Wednesday, January 25, 2012

Snipping Insecurity

“I lay on the floor listening to my daughter wailing in her crib and thought to myself, I just wish that she felt safe and secure.”

            Arianna recently had a small procedure done to snip her tongue because she was tongue tied a bit and we (my wife and I) felt that there may be some speech issues that would arise from her being tongue tied.  Denise (my wife) scheduled a time for the procedure and we went forward with it.  We never like the thought of our daughter going through something that may cause her any form of discomfort in any way, but we believed (and still do) it is for her best.

            If you know Arianna, you know that she is pretty laid back, funny, almost always walking with a smile on her face, and loves to joke around even at her young age (2).  So we went to Children’s hospital and she was her normal, easy going self.  So much so that the nurses asked us more than once if she was always like this because she was so nonchalant about everything going on.  She recovered quickly, and was ready to go home after the procedure and eat.  
Arianna, as she waits for her procedure at the hospital.

            We came home…and there is a point here, I promise…she ate and went down for a nap.  She slept for quite a while, as expected, and woke up crying.  Actually, it was a bit more of a wail.  Denise checked her temperature and it was a whopping 105.  

Queue the freak out.

We carried out the normal fever reducing measures, and called the doctor.  Nothing to be too alarmed about but keep monitoring as the fever teetered between 99 and 103.  We went to the pediatrician within the next few days and continued our home care, and she slowly began to become less “funky.”  

However, there was…and to a point still is…an issue.  

She was scared to go to sleep.

At least that is what I think.

She went to sleep and woke up and her tongue hurt.

Then she went to sleep and woke up with a fever and felt miserable.

She knew something happened when she went to sleep.

So, going to bed became a fight for the first time in my daughter’s life.  She is the easiest child I know of, so this was so foreign.  We would put her in bed and she would scream and toss and jump and everything a child can do to stay awake and get our attention.  So we tried to teach her the word “safe.”  For some reason, it is very difficult to describe what it means to be safe to a two year old.  

My wife and I held her in her room for a while and laid on the floor with her, then we moved her to her crib as we lay on the floor and this is when she began to cry because she wanted the security of being with us.  

I lay on the floor listening to my daughter wailing in her crib and thought to myself, I just wish that she felt safe and secure.  I wish she knew that she could trust me to protect her.  I wish I could somehow communicate with her.  
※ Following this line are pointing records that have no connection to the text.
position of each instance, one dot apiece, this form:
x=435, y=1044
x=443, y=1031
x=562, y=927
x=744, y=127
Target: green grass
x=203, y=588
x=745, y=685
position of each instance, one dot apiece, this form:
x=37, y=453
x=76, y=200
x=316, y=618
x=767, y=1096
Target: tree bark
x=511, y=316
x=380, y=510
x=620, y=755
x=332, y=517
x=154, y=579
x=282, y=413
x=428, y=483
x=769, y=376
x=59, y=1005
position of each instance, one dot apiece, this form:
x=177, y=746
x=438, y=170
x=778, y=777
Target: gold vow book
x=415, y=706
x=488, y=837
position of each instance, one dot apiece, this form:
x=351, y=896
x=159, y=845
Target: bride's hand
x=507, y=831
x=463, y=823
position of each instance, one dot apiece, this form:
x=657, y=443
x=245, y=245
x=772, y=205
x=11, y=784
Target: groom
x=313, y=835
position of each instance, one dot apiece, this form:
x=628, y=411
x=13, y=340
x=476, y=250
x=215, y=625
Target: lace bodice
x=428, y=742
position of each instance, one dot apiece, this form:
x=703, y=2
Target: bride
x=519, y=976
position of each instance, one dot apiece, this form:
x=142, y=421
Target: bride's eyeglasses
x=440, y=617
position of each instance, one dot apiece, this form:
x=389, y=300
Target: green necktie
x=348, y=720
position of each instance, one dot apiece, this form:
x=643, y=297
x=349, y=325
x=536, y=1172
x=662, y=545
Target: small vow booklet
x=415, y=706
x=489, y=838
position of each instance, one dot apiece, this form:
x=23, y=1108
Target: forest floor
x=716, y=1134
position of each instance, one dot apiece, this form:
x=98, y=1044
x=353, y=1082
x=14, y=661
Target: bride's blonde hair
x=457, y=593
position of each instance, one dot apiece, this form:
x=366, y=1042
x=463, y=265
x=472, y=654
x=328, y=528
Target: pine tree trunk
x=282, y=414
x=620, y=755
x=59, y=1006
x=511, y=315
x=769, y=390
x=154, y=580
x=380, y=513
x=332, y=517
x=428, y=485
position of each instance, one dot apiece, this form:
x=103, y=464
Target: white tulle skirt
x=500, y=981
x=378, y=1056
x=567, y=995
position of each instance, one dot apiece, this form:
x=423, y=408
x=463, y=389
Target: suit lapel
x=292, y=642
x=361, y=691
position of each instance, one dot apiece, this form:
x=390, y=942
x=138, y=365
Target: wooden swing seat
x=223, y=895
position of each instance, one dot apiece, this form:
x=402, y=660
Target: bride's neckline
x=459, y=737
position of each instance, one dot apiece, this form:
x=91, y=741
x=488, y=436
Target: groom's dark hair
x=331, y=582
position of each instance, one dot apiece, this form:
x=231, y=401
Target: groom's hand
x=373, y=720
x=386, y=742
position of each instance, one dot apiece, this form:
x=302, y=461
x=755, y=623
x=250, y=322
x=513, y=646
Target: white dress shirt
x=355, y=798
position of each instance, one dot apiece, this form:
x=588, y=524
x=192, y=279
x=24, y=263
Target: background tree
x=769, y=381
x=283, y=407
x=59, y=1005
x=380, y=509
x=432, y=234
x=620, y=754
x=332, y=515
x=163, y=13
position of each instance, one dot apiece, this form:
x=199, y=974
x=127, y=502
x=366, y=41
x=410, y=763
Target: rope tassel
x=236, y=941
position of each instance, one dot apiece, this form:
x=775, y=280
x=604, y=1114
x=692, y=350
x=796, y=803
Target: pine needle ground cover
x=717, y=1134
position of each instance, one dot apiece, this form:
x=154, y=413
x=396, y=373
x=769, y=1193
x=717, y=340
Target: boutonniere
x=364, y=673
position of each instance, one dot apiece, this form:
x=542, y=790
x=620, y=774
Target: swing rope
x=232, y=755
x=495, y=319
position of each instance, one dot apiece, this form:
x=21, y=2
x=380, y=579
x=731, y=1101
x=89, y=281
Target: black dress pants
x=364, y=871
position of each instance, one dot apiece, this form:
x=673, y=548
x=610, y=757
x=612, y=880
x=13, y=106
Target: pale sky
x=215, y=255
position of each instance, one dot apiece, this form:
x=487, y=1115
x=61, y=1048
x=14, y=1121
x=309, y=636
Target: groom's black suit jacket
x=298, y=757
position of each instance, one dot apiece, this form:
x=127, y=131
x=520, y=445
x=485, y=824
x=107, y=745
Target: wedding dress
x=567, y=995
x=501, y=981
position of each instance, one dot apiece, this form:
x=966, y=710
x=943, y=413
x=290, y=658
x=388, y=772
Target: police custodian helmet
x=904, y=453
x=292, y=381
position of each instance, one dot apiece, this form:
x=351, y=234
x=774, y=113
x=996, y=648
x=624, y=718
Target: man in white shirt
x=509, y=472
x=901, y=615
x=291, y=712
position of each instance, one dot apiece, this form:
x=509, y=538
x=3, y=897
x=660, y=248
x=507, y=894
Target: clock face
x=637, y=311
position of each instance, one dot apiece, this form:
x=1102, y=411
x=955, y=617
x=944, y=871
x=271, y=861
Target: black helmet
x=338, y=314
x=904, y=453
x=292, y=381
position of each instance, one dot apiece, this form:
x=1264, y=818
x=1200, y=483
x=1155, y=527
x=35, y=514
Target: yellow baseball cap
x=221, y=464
And it dawned on me, in the midst of the chaos, the crying, the shrieks of “Daddy!” that this must be very similar to how God feels when I am here crying, screaming, and writhing in the midst of some trial and feeling like He isn’t there or just doesn’t care.  

I have a decent vocabulary of words that I can use, but many of those words (especially those that describe safety) are lost on a two year old version of vocabulary.  How much greater is God’s communication to my limited understanding?

I was within seconds of being in Arianna’s presence when she was in her crib and I was in the other room, but to her, I might as well have been a million miles away because she didn’t see me.  Ever feel that way with God?  

Why won’t you respond?  Maybe He is and we have to trust that He is in His omniscient way.  I could allow my daughter to have everything she wants done her way and I could be her whipped servant, but that isn’t what is best for her.  She doesn’t understand that and gets frustrated with me at times, but, as a father I know what is better for her and am ok with the anger she has towards me because I know it will be what is best for her in the long run.

God is similar, only in a much greater scale.  Do I trust Him though?  Do I rest in the safety of knowing that He has me?  Can I relax and let go of situations that I do not understand?  Or am I the child screaming at Him because I want what I want because I am afraid, hurt, and not understanding what God is doing?  

I hate the fact that my daughter suffered, but I love the fact that she loves me and smiles when I come home and runs to me saying, “Daddy!”  God does too.  Look for the lessons, they seem to be abounding all around.